Diga isso por palavras
Pode dormir, pode descansar,
digo num ritmo lento de embalar:
E a noite inclina-se sobre o sol breve
“Que horas são?” — lançou,
“vinte e duas e cinquenta e três…”
(o momento passou com rapidez)
Agora, já são vinte e três!
“Relaxe o corpo, deixe-se ir…”,
E se alguém ainda souber, não só embalar ou tocar,
mas ser.
diga isso por palavras e me afague,
Porque eu já esqueci outra vez, o que ia dizer.

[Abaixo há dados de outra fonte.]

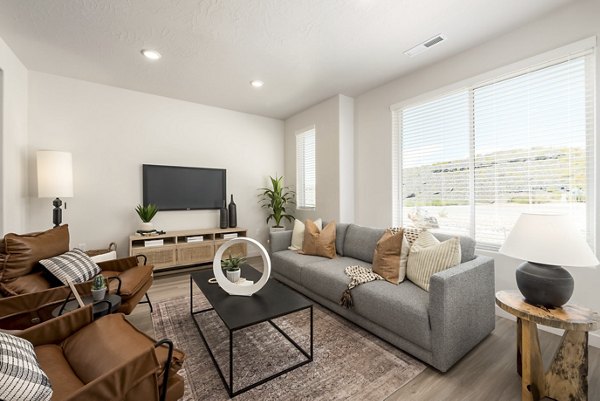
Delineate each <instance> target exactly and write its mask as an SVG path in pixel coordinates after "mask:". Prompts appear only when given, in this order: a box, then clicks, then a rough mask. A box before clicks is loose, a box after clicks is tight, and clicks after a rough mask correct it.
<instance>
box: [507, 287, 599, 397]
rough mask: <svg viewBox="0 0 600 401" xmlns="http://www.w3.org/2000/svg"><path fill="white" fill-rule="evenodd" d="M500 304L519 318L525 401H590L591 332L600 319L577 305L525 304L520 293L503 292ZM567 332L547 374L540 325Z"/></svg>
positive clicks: (517, 355) (593, 313) (524, 300)
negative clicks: (588, 350) (547, 308)
mask: <svg viewBox="0 0 600 401" xmlns="http://www.w3.org/2000/svg"><path fill="white" fill-rule="evenodd" d="M496 304H497V305H498V306H499V307H500V308H502V309H503V310H505V311H506V312H508V313H510V314H511V315H514V316H516V317H517V372H518V373H519V374H520V375H521V400H523V401H537V400H540V399H542V398H544V397H549V398H552V399H555V400H582V401H586V400H587V399H588V382H587V375H588V332H589V331H594V330H597V329H598V328H599V327H600V315H598V313H596V312H594V311H591V310H589V309H586V308H582V307H579V306H577V305H570V304H566V305H563V306H562V307H561V308H554V309H546V308H542V307H538V306H535V305H530V304H528V303H527V302H525V299H524V298H523V296H522V295H521V294H520V293H519V292H518V291H499V292H497V293H496ZM538 324H543V325H544V326H548V327H555V328H558V329H563V330H565V333H564V334H563V336H562V340H561V342H560V345H559V347H558V349H557V351H556V354H555V355H554V358H553V359H552V362H551V363H550V367H549V368H548V370H547V371H546V372H544V364H543V362H542V353H541V351H540V343H539V339H538V331H537V325H538Z"/></svg>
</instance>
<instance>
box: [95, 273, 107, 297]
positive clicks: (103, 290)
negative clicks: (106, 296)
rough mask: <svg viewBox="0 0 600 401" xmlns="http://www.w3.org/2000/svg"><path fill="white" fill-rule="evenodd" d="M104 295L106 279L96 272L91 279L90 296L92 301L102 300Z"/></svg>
mask: <svg viewBox="0 0 600 401" xmlns="http://www.w3.org/2000/svg"><path fill="white" fill-rule="evenodd" d="M105 296H106V279H105V278H104V276H103V275H101V274H98V275H97V276H96V277H94V280H93V281H92V298H94V302H98V301H102V300H103V299H104V297H105Z"/></svg>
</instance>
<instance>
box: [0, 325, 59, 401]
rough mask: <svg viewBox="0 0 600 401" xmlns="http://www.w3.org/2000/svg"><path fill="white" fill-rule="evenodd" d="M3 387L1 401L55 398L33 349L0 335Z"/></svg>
mask: <svg viewBox="0 0 600 401" xmlns="http://www.w3.org/2000/svg"><path fill="white" fill-rule="evenodd" d="M0 383H2V385H0V399H1V400H4V401H46V400H50V398H52V387H51V386H50V380H48V376H46V374H45V373H44V372H43V371H42V369H40V365H39V364H38V361H37V358H36V356H35V351H34V350H33V345H32V344H31V343H30V342H29V341H27V340H24V339H22V338H19V337H16V336H13V335H11V334H7V333H0Z"/></svg>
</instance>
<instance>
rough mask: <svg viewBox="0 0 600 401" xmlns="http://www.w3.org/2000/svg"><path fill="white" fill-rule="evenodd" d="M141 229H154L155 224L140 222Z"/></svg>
mask: <svg viewBox="0 0 600 401" xmlns="http://www.w3.org/2000/svg"><path fill="white" fill-rule="evenodd" d="M140 230H142V231H152V230H154V225H153V224H152V223H150V222H148V223H144V222H142V223H141V224H140Z"/></svg>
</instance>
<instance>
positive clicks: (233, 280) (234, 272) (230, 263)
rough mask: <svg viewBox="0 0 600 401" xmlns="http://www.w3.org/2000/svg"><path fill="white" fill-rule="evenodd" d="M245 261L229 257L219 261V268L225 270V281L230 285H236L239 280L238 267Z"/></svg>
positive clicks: (239, 270)
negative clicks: (229, 283) (230, 282)
mask: <svg viewBox="0 0 600 401" xmlns="http://www.w3.org/2000/svg"><path fill="white" fill-rule="evenodd" d="M245 261H246V258H236V257H233V256H231V255H229V257H228V258H227V259H225V260H221V267H222V268H223V269H225V273H226V274H227V279H228V280H229V281H231V282H232V283H237V281H238V280H239V279H240V273H241V271H240V265H241V264H242V263H244V262H245Z"/></svg>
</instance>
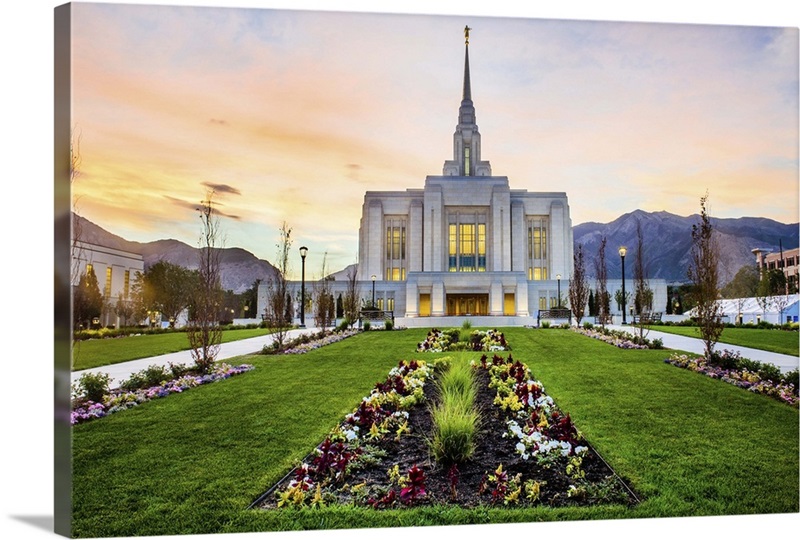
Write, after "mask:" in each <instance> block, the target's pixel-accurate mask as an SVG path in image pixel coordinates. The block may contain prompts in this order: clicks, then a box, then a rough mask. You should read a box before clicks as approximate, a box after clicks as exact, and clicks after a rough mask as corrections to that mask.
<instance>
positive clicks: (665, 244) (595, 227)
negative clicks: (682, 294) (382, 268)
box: [75, 210, 800, 293]
mask: <svg viewBox="0 0 800 540" xmlns="http://www.w3.org/2000/svg"><path fill="white" fill-rule="evenodd" d="M637 221H638V222H639V223H641V226H642V233H643V236H644V243H645V261H646V264H647V267H648V276H649V277H652V278H661V279H665V280H667V281H668V282H685V281H687V278H686V268H687V267H688V264H689V261H690V256H691V244H692V242H691V229H692V225H694V224H696V223H699V221H700V216H699V215H698V214H692V215H690V216H678V215H676V214H672V213H670V212H667V211H664V210H661V211H657V212H645V211H643V210H634V211H632V212H628V213H626V214H623V215H621V216H620V217H618V218H616V219H615V220H613V221H610V222H608V223H599V222H593V221H589V222H585V223H581V224H579V225H575V226H573V228H572V231H573V244H574V246H575V248H576V249H577V248H578V246H579V245H580V246H582V248H583V250H584V257H585V260H586V265H587V270H588V274H589V277H592V276H593V275H594V262H593V261H594V259H595V257H596V256H597V250H598V247H599V243H600V238H601V237H602V236H605V237H606V250H607V251H606V264H607V268H608V275H609V276H617V275H620V274H621V259H620V257H619V255H618V254H617V250H618V248H619V246H626V247H627V248H628V255H627V257H626V258H627V259H628V261H632V260H633V257H634V256H635V253H636V248H637V246H636V224H637ZM75 223H76V227H78V228H79V229H80V239H81V240H83V241H85V242H89V243H92V244H97V245H103V246H106V247H110V248H115V249H121V250H123V251H130V252H133V253H141V254H142V258H143V259H144V265H145V269H148V268H149V267H150V266H152V265H153V264H155V263H156V262H158V261H161V260H163V261H167V262H170V263H173V264H178V265H180V266H184V267H186V268H190V269H195V268H197V267H198V264H197V261H198V251H199V250H198V248H196V247H192V246H190V245H188V244H186V243H185V242H182V241H180V240H176V239H174V238H165V239H159V240H154V241H151V242H135V241H131V240H126V239H124V238H122V237H121V236H118V235H115V234H113V233H111V232H109V231H107V230H106V229H104V228H102V227H100V226H99V225H96V224H95V223H92V222H91V221H89V220H87V219H86V218H83V217H77V216H76V221H75ZM711 223H712V225H713V227H714V229H715V231H716V232H717V233H718V238H719V241H720V247H721V248H722V253H723V255H722V258H721V272H720V273H721V275H722V282H723V283H726V282H728V281H730V280H731V279H732V278H733V276H734V275H735V274H736V272H737V271H738V270H739V269H740V268H741V267H742V266H745V265H748V264H755V257H754V256H753V254H752V250H753V249H754V248H761V249H767V250H772V251H775V252H777V251H778V249H779V247H780V246H781V243H782V245H783V249H784V250H788V249H792V248H796V247H798V243H799V242H798V230H799V229H798V228H799V227H800V224H798V223H790V224H786V223H780V222H778V221H775V220H773V219H770V218H763V217H754V216H746V217H741V218H713V217H712V218H711ZM220 250H221V252H222V257H221V259H222V268H221V274H222V285H223V288H225V289H226V290H232V291H233V292H235V293H241V292H244V291H245V290H247V289H249V288H250V287H251V286H252V285H253V283H254V282H255V280H257V279H261V280H262V281H266V280H268V279H270V278H271V277H272V276H273V275H274V274H275V271H276V270H275V267H274V266H273V265H272V264H271V263H270V262H269V261H267V260H264V259H259V258H257V257H256V256H255V255H253V254H252V253H250V252H249V251H247V250H245V249H242V248H239V247H230V248H220ZM631 265H632V262H628V263H627V264H626V267H627V268H630V269H631V271H632V266H631ZM351 266H352V265H351ZM349 268H350V267H349V266H348V267H346V268H344V269H341V270H338V271H334V272H331V275H333V276H335V277H336V278H337V279H343V276H345V274H346V271H347V270H348V269H349Z"/></svg>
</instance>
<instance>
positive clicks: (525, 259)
mask: <svg viewBox="0 0 800 540" xmlns="http://www.w3.org/2000/svg"><path fill="white" fill-rule="evenodd" d="M458 120H459V121H458V124H457V126H456V130H455V133H454V135H453V158H452V159H449V160H446V161H445V162H444V166H443V168H442V175H441V176H428V177H427V178H426V179H425V184H424V187H423V188H422V189H408V190H406V191H388V192H387V191H369V192H367V193H366V194H365V196H364V206H363V209H362V218H361V226H360V232H359V264H358V269H359V271H358V278H359V280H360V281H361V282H362V283H366V284H370V285H371V278H372V276H375V277H376V289H378V290H379V292H377V293H376V296H377V297H378V298H382V295H383V296H385V297H386V299H387V300H388V298H392V299H393V302H392V303H393V304H394V305H393V307H394V312H395V314H396V315H397V316H399V317H403V318H408V319H411V318H416V317H426V316H432V317H443V316H467V315H484V316H506V317H508V316H512V317H523V318H530V317H533V316H535V313H536V312H537V311H538V310H539V309H547V308H550V307H554V306H555V305H556V304H557V303H558V299H557V289H558V279H557V277H558V276H560V279H561V281H562V284H563V290H562V291H561V292H562V298H563V297H565V296H566V290H567V287H568V283H569V278H570V274H571V268H572V222H571V220H570V216H569V202H568V200H567V195H566V193H530V192H528V191H527V190H518V189H511V187H510V185H509V180H508V178H507V177H505V176H493V175H492V168H491V164H490V163H489V162H488V161H484V160H482V159H481V144H480V142H481V141H480V131H479V129H478V125H477V124H476V118H475V108H474V106H473V103H472V97H471V83H470V74H469V44H466V46H465V59H464V90H463V96H462V101H461V106H460V108H459V119H458Z"/></svg>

Pode dormir, pode descansar.
E a noite inclina-se sobre o sol breve
e o tempo esquece o que já teve.
“Que horas são?” — lançou,
E tenta regressar ao tempo que passou.
“vinte e duas e cinquenta e três…”
(o momento passou com rapidez)
Agora, já são vinte e três!
Ou onze.
As horas caem devagar,
Sinto-me sem chão seguro onde pousar.
“Descanse agora, feche os olhos,”
Repito-lhe em passinhos de lã,
Repito-lhe em passinhos de lã,
sem pressa nem manhã.
“Relaxe o corpo, deixe-se ir…”,
como se o sono soubesse vir.
Mas há ainda um fio que se agarra,
um resto lúcido que não se cala:
diga isso por palavras,
que o mundo foge, não fala.
diga isso por palavras,
que o mundo foge, não fala.
Diga isso por palavras,
mesmo que o som se mascare no silêncio.
Diga isso por palavras.
mesmo que a noite venha (a)pagar.
Diga isso por palavras.
mesmo que o dia amanhã ja não o recorde.
Diga isso por palavras.
mesmo que a noite venha (a)pagar.
Diga isso por palavras.
mesmo que o dia amanhã ja não o recorde.
Diga isso por palavras.
Porque entre o ficar ou ir,
há coisas que só vivem ao existir
E na voz que chama, que quer guardar:
diga isso por palavras, depois vá descansar.
há coisas que só vivem ao existir
E na voz que chama, que quer guardar:
diga isso por palavras, depois vá descansar.
E se alguém ainda souber, não só embalar ou tocar,
mas ser.
diga isso por palavras e me afague,
Porque eu já esqueci outra vez, o que ia dizer.